Marc Crépon à l’honneur

 

 

Ils ont donc voté le 29 novembre dernier, et c’est à Marc Crépon que leurs suffrages sont allés. Daniel Arsand, Monique Borde, Michel Braud, Blandine de Caunes, Béatrice Commengé, Colette Fellous, Gilbert Moreau (président) et Robert Thiery, les membres du jury du Prix Clarens du journal intime* attribué en partenariat avec la revue Les Moments littéraires, ont plébiscité le Journal de Moldavie (Verdier) tenu par le philosophe à trois décennies d’intervalle : d’abord en 1987-1988, puis en juillet 2022. Trente-cinq ans séparent en effet les deux période d’écriture de ce journal.

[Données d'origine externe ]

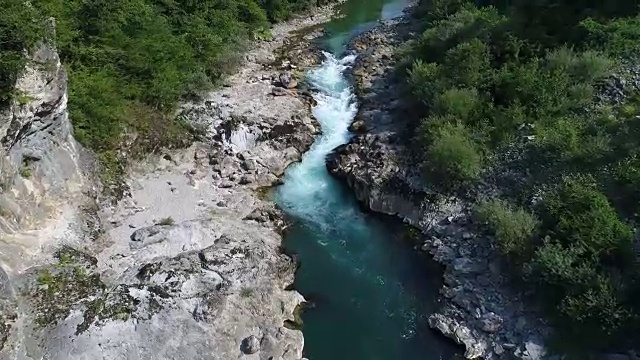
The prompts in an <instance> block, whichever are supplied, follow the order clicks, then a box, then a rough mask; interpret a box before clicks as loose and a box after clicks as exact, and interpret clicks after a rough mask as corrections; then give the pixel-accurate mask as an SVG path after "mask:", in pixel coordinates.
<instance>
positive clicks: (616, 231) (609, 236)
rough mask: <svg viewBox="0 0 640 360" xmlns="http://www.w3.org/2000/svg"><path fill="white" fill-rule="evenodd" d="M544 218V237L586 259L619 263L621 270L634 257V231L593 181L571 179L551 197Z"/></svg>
mask: <svg viewBox="0 0 640 360" xmlns="http://www.w3.org/2000/svg"><path fill="white" fill-rule="evenodd" d="M540 218H541V220H542V224H543V228H544V235H548V236H550V237H551V238H552V239H555V240H556V241H558V242H559V243H560V244H562V245H563V246H565V247H575V248H577V249H579V250H580V251H581V254H583V255H588V256H597V257H599V258H605V257H606V258H609V259H617V261H616V265H617V266H622V265H623V264H624V262H623V261H622V260H628V259H629V257H630V256H633V254H632V229H631V227H630V226H628V225H626V224H625V223H624V222H623V221H622V220H620V217H619V216H618V214H617V213H616V211H615V209H614V208H613V207H612V206H611V204H610V202H609V200H608V199H607V197H606V196H605V195H604V194H603V193H601V192H600V191H599V190H598V188H597V186H596V185H595V183H594V180H593V179H591V178H589V177H577V178H567V179H565V180H564V182H563V183H562V184H561V186H560V187H559V188H558V189H557V190H555V191H553V192H551V193H549V194H547V195H546V197H545V199H544V201H543V202H542V204H541V208H540Z"/></svg>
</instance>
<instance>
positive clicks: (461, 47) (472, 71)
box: [443, 39, 491, 88]
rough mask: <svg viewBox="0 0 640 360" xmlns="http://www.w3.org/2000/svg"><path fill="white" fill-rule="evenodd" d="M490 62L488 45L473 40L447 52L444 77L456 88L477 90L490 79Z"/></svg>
mask: <svg viewBox="0 0 640 360" xmlns="http://www.w3.org/2000/svg"><path fill="white" fill-rule="evenodd" d="M490 61H491V59H490V57H489V51H488V47H487V45H486V44H485V43H483V42H482V41H480V40H479V39H471V40H469V41H467V42H463V43H461V44H458V45H457V46H455V47H453V48H452V49H450V50H448V51H447V52H446V54H445V60H444V64H445V66H444V69H445V70H444V72H443V75H444V76H446V77H447V79H448V80H449V82H450V84H451V85H453V86H455V87H460V88H477V87H480V86H481V85H483V84H484V83H485V82H486V81H487V79H488V78H489V72H490V70H491V67H490Z"/></svg>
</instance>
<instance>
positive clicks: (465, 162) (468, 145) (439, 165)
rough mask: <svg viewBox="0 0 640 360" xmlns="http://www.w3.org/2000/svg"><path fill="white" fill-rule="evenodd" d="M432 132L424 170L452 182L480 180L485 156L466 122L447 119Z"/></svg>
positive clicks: (424, 164)
mask: <svg viewBox="0 0 640 360" xmlns="http://www.w3.org/2000/svg"><path fill="white" fill-rule="evenodd" d="M426 121H427V122H428V121H429V119H427V120H426ZM431 131H432V133H431V134H430V135H429V137H430V138H431V139H432V140H431V143H430V144H429V145H428V146H427V148H426V156H425V163H424V165H423V166H424V169H425V171H426V172H427V173H428V174H435V175H437V176H438V177H439V180H441V181H444V182H449V181H450V182H451V185H455V184H459V183H465V182H469V181H472V180H475V179H477V178H478V177H479V175H480V172H481V171H482V155H481V153H480V150H479V149H478V146H477V145H476V144H475V142H474V141H473V140H472V139H471V137H470V134H469V131H468V130H467V129H466V128H465V127H464V125H462V124H452V123H449V122H444V123H441V124H439V125H438V126H437V127H435V128H434V129H432V130H431Z"/></svg>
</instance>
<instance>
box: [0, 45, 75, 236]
mask: <svg viewBox="0 0 640 360" xmlns="http://www.w3.org/2000/svg"><path fill="white" fill-rule="evenodd" d="M16 92H17V93H18V94H19V96H17V99H16V100H14V101H13V103H12V104H10V106H9V107H8V108H6V109H3V110H2V112H0V233H2V232H4V233H14V232H16V231H19V230H21V229H25V228H33V227H34V226H35V225H36V223H38V222H40V220H42V219H44V218H46V217H47V215H48V214H49V213H50V212H51V211H52V207H54V206H56V203H59V202H60V201H61V200H62V199H64V200H67V199H69V198H70V197H73V196H74V195H75V194H77V193H78V192H79V191H80V190H81V189H82V187H83V185H84V183H85V181H84V179H83V176H82V173H81V168H82V166H81V156H80V153H81V149H80V148H79V146H78V144H77V143H76V142H75V140H74V139H73V136H72V133H71V123H70V121H69V114H68V110H67V100H68V95H67V74H66V72H65V70H64V68H63V67H62V66H61V64H60V59H59V57H58V54H57V52H56V50H55V49H54V48H53V47H51V46H50V45H46V44H43V45H41V46H39V47H38V48H37V50H36V51H35V52H34V53H33V55H32V57H31V59H30V61H29V63H28V65H27V67H26V68H25V70H24V73H23V74H22V76H20V77H19V79H18V81H17V83H16ZM82 165H86V164H82Z"/></svg>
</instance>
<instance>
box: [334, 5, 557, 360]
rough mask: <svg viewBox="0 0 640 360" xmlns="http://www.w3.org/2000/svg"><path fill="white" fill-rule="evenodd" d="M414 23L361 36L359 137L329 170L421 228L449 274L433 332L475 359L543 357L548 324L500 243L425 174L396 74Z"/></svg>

Quand il le rédige à la fin des années 80, Marc Crépon est alors coopérant dans le pays qui est encore un territoire de l’URSS. Cette expérience d’expatrié fait de lui un observateur privilégié. Lui qui fera des questions de violence le fil conducteur de ses travaux de recherche, il prend la mesure de l’emprise soviétique sur la société moldave, dont pas un pan n’échappe à l’œil de Moscou. La population vit sous surveillance et sous perfusion (pour mémoire, le pays proclamera son indépendance quelques années plus tard, en août 1991). De retour sur place à l’été 2022, et tandis que la guerre dans l’Ukraine voisine fait rage et ravive des peurs ancrées de longue date dans la conscience moldave, il décide de reprendre un temps ce manuscrit mis de côté. Le contexte a changé mais la menace russe plane toujours…

 

Ce journal a semble-t-il fait forte impression sur le jury puisqu’il l’a emporté par 7 voix contre 1 pour les Lettres d’À l’Est d’Eden. Journal d’un roman, de John Steinbeck (Seghers). Les deux autres titres en compétition sur la short-list finale, sur lesquels aucun vote ne s’est porté, étaient Le journal d’une résidence sur une plantation de Géorgie, 1838-1939 de Fanny Kemble et, dans un tout autre genre, le Journal 2003-2011 de Richard Millet. Tant qu’on y est, autre lecture de Marc Crépon fortement recommandée dans le prolongement de son journal moldave : L’héritage des langues (Fayard). Il s’agit d’un séminaire que l’intéressé a donné à l’ENS en 2020-2021 et qui actualise un écrit de Jacques Derrida (Monolinguisme de l’autre). Dans un contexte européen de tentative d’instrumentalisation politique de la langue, il y réfléchit aux conditions de l’affirmation d’une différence linguistique – le français ici, tout aussi bien que, là-bas, l’ukrainien ou le moldave – sans céder au nationalisme, sans verser dans une logique d’appartenance identitaire…

 

Anthony Dufraisse

 

* Dont la dotation est de 3 000 euros.